PYEONGCHANG, South Korea (Reuters) - Athletes from the United States and Russia are traditionally fierce adversaries but American Chris Mazdzer, who won a surprise luge Olympic silver medal on Sunday, was blown away by a generous offer from a Russian rival.
“This goes against every Russian-USA stereotype ever but one of the Russian athletes actually wanted me to use his sled because he didn’t think he would come to the Olympics and he wanted to know what it could do,” Mazdzer told reporters on Monday.
“That friendship and trust was really moving.”
The 29-year-old did not reveal the name of the athlete in question but said the offer came only weeks ahead of the Pyeongchang Games.
“I’m going to keep the name down. It was crazy, happened one morning,” added Mazdzer. “It shows we care about each other and there is this human connection which crosses countries and cultures and sport is an amazing way to accomplish it.”
Mazdzer finished runner-up to Austrian David Gleirscher at the Olympic Sliding Centre on Sunday to become the first American man to claim a luge medal at the Winter Games.
The silver capped a terrific turnaround from two seasons of frustration, when all his hard work was being undone by a misbehaving sled. Close to despair, he borrowed sleds from other lugers in a bid to understand where he was going wrong.

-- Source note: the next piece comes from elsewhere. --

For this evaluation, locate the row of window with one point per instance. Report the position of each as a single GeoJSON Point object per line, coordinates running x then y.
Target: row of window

That willingness to share expensive equipment was typical of the concern the luge community has for each other.
“If you have the fastest equipment, why would you give it to anyone else? Organisations spend millions of dollars in developing the most bad-ass sled fliers you can imagine,” he added.
“I developed such strong relationships with people, we travel together for months on end, known them since we were 13, so you build a strong relationship.”
And how did he fare with the Russian equipment?
“It didn’t work out, I’m too big for the sled,” he said. “I took it down and was out of control.”